Chamber Backs Transmission Gully

Published: Mon 7 Nov 2005 10:21 AM
6 November 2005
Chamber Backs Transmission Gully
“The choice between the Coastal Route and Transmission Gully is about whether to continue investing in the existing route, or whether now is the time to develop a new access way into the Region and to add significantly greater capacity for the future,” said Mr Simon Arnold, President of the Wellington Regional Chamber of Commerce when releasing its submission on the Western Corridor plan.
“The Chamber has weighed up the available material and has decided to back Transmission Gully.
“Making the right decision depends on using the best assumptions about future growth in the region. What is more, while we don’t want to over-invest, if we invest on the basis of low growth assumptions, we’ll get it. Inadequate transport infrastructure will hold us back.
“Wellingtonians may therefore be surprised to find our transport planners have assumed no significant growth in employment in the Region beyond 2011. This is mainly based on trends in population and economic growth up to 2001, so the higher growth over the last few years has not been fully taken into account.
“The Chamber’s view of our future is different. We think Wellington can and should be able to grow faster – around 4%, twice the growth assumed by the planners.
“On this assumption Wellington won’t stagnate. More people would come to Wellington; many would be of working age; numbers in employment would continue to increase; and Wellingtonians would be much better off.
“And most importantly the demand for transport in the Region would be much higher. Higher even than the high assumptions used by the transport planners. Under these conditions even a four lane Coastal Route could be back to its current level of congestion not long after being constructed.
“However even accepting the transport planners’ assumptions about growth the Chamber believes the Coastal Route will have higher costs and lower benefits than is being portrayed in the consultative document. On this basis alone we believe the Coastal Route is the poorer option.
“All told we believe there is a compelling case to make a strategic investment for the future of the Region and build Transmission Gully.”
The Chamber submission identifies a range of benefits which suggest that Transmission Gully is the best way forward. These include:
Six lane capacity versus four, providing a separate strategic route into the region, and giving better and more balanced opportunities for regional economic and land use development; Preservation of the coastal communities; Minimal delays in getting the project started and no risk that the Coastal Route may ultimately prove to be unable to be built because suitable consents cannot be obtained; Limited construction hold ups – Wellingtonians have already experienced the ongoing congestion around the road upgrading at Mana-Plimmerton and at McKays Crossing – this is likely to be the experience on and off along the Coastal Route for the next fifteen years. Systems wide benefits likely to achieved 10 years earlier.

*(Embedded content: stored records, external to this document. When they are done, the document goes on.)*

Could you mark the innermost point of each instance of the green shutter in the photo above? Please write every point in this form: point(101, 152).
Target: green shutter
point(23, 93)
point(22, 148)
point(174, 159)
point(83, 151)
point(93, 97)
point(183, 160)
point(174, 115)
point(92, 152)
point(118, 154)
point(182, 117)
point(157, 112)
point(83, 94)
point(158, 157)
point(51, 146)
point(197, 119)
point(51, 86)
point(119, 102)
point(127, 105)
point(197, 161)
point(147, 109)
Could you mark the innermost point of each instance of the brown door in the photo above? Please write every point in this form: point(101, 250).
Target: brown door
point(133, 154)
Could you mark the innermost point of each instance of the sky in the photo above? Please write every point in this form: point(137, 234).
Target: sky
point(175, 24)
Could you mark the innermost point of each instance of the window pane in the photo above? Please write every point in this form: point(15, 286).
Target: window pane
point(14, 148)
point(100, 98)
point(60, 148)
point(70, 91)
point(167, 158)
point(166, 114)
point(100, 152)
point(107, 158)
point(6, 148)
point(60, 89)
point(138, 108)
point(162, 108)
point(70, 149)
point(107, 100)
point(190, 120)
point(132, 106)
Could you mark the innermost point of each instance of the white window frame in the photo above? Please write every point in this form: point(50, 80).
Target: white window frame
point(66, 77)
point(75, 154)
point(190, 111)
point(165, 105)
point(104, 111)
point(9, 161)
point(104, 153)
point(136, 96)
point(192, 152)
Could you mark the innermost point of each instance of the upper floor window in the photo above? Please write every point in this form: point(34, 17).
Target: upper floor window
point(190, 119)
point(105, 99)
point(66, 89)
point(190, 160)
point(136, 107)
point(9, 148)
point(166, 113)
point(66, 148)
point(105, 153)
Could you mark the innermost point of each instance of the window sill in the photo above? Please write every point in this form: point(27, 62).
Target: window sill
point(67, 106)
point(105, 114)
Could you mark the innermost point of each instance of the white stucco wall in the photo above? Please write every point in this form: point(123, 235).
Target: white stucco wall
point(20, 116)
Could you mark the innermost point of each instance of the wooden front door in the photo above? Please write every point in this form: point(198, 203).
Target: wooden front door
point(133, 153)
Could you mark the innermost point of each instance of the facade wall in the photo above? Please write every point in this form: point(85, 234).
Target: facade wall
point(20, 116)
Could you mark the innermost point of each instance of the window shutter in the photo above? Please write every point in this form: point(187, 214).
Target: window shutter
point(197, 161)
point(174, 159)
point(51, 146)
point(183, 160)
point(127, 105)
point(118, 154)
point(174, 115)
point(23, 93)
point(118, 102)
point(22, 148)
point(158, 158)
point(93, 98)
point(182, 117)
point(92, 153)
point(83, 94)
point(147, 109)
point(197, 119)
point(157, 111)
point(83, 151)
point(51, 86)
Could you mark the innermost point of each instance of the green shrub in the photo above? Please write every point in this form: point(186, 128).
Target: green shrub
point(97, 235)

“In particular the likely delays in getting the Coastal Route consented should not be under estimated. The opposition to the Coastal Route is so strong that it will clearly face multi-year delays gaining consent and designations. We can’t see how it can be built without the Government passing legislation to bulldoze through all opposition and RMA procedures. The worst case scenario is a lengthy consent process and then conditions that then leave Transmission Gully as the only option. “We want the congestion problems on the Western Corridor removed as quickly as possible, and we also want to lay the foundation for much higher economic growth for the Wellington region and New Zealand. This issue is a critical one for the future prosperity of the Wellington Region.

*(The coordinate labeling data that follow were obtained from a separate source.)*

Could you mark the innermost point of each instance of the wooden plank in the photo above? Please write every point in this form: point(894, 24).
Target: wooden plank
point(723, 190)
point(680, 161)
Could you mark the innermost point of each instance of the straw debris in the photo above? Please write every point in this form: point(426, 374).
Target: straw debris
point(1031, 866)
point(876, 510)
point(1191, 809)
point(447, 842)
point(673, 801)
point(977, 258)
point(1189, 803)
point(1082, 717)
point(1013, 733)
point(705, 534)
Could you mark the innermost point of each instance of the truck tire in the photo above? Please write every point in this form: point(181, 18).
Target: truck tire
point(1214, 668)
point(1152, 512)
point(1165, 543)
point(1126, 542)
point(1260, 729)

“We need strong leadership from the regional Government to see it resolved. And we need early resolution. If, as is likely, this submission and hearing process suggests that long delays in obtaining consents the region has no option but to bite the bullet and find any extra funding necessary to build Transmission Gully, and start construction on this project as quickly as possible.
“A clear consensus from regional leaders on the kind of Wellington we want our transport infrastructure to support could well provide the case needed for that extra funding. Not just for Transmission Gully but also for other priority regional projects,” Simon Arnold concluded.